Verfasst von: nickwimmer | 29. Dezember 2014

So ein schöner Fund jetzt am Jahresende – zwei Brunswick Schallplatten, Jazz aufgenommen im Mai 1947 in der SCHAUBURG am…


… Elisabethplatz, damals noch ein Schwabinger Kino, 1926 errichtet als Licht-spiel-theater, das Schauburg-Kino bis 1967, das  ‚Blow Up‘ bis 1972 … Jetzt kurz vor Weihnachten entdeckte ich vier CDs Freddie Brocksieper, auf denen alle unter seinem Namen eingespielten Aufnahmen (für das Brunswick Label 1941 – 1952) vorgestellt werden*. Im sorgfältig recherchierten, hochinteressanten Booklet** zur zweiten CD lese ich auf Seite 13 „Zwei Titel ‚Give Me Five Minutes More‘ und ‚I Know That You Know‘ wurden in Orchester-Besetzung in einem Schwabinger Kino, der heutigen Schauburg, eingespielt (ca Mai 1947).  Für diese Aufnahmen verstärkten Teddy Kleindin (Alt-Saxophon) und der amerikanische Club-Offizier Richard Richardson (Posaune), sowie einige Musiker – Ubald Schneider (Trompete), Sepp Hahn und ‚Johnny‘ Blauth, ein in Deutschland geborener Schwarzer (Posaune), sowie Joseph ‚Sepp‘ Seitz (Tenor-Saxophon) – von der unten im Fürstenhofer US-Club spielenden Band von Walter Schacht die bisherige Combo-Besetzung des ‚Brocksi-Quintetts‘: Charlie Tabor (Trompete), Walter Weiss (Alt-Saxophon), Heinz Weiss (Klavier), Mihaly Farkas (Bass) und Freddie Brocksieper (Schlagzeug)„.

IMG_20141229_0001

Freddie Brocksieper  (geb.1912 in Istanbul – gest. 1990 in München), Sohn einer jüdischen Griechin und eines deutschen Ingenieurs, Schlagzeuger und Bandleader, war einer der ganz großen Jazzmusiker im München der Nachkriegszeit.

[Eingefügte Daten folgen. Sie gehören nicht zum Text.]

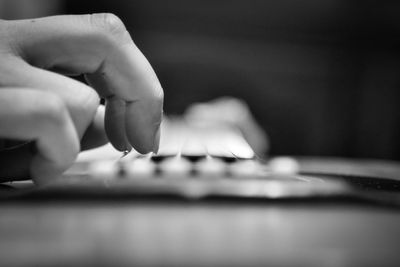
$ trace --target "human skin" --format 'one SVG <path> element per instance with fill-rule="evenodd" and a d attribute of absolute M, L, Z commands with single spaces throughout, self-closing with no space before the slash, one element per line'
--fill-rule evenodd
<path fill-rule="evenodd" d="M 163 90 L 115 15 L 0 20 L 0 58 L 0 181 L 48 182 L 108 140 L 158 150 Z"/>

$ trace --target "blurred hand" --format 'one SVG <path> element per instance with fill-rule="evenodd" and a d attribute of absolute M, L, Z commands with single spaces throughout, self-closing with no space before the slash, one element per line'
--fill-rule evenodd
<path fill-rule="evenodd" d="M 221 97 L 205 103 L 195 103 L 186 110 L 185 118 L 189 122 L 230 125 L 240 130 L 258 157 L 267 155 L 268 135 L 257 123 L 243 100 Z"/>
<path fill-rule="evenodd" d="M 0 58 L 0 181 L 46 182 L 80 145 L 107 137 L 120 151 L 158 150 L 163 91 L 116 16 L 0 20 Z M 84 74 L 92 87 L 62 74 Z"/>

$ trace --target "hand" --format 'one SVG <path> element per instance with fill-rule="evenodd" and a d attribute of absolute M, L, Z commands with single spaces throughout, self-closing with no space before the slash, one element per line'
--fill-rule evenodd
<path fill-rule="evenodd" d="M 268 135 L 257 123 L 243 100 L 225 96 L 205 103 L 194 103 L 189 106 L 184 115 L 190 122 L 234 127 L 242 133 L 258 157 L 267 155 Z"/>
<path fill-rule="evenodd" d="M 0 181 L 58 176 L 80 145 L 106 142 L 104 128 L 118 150 L 158 150 L 163 90 L 116 16 L 0 20 L 0 60 Z"/>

Weder in der Weimarer Zeit und schon gar nicht während der zwölfjährigen Naziherrschaft war München eine Hochburg des Jazz in Deutschland gewesen. Und auch nach 1945 tat sich der Jazz hierzulande weiterhin schwer. „Für die einen war er nichts, weil so viele jüdische Musiker beteiligt waren, für die anderen war er nichts, weil so viele schwarze Musiker beteiligt waren und für die dritten war er nichts, weil das Ganze aus Amerika kam.“ (Joe Viera, Jazzer und Musikprofessor) An der Isar fühlt(e) man sich bei deutscher Schlager- , Tanz- und Blasmusik einfach wohler. Da ist doch so eine Entdeckung umso schöner, dass schon 1947 am Elisabethplatz in der Schauburg Jazzmusiker am Werk waren, die kompliziertere Musik viel aufregender fanden als zu Gehör gebrachte Vereinfachung.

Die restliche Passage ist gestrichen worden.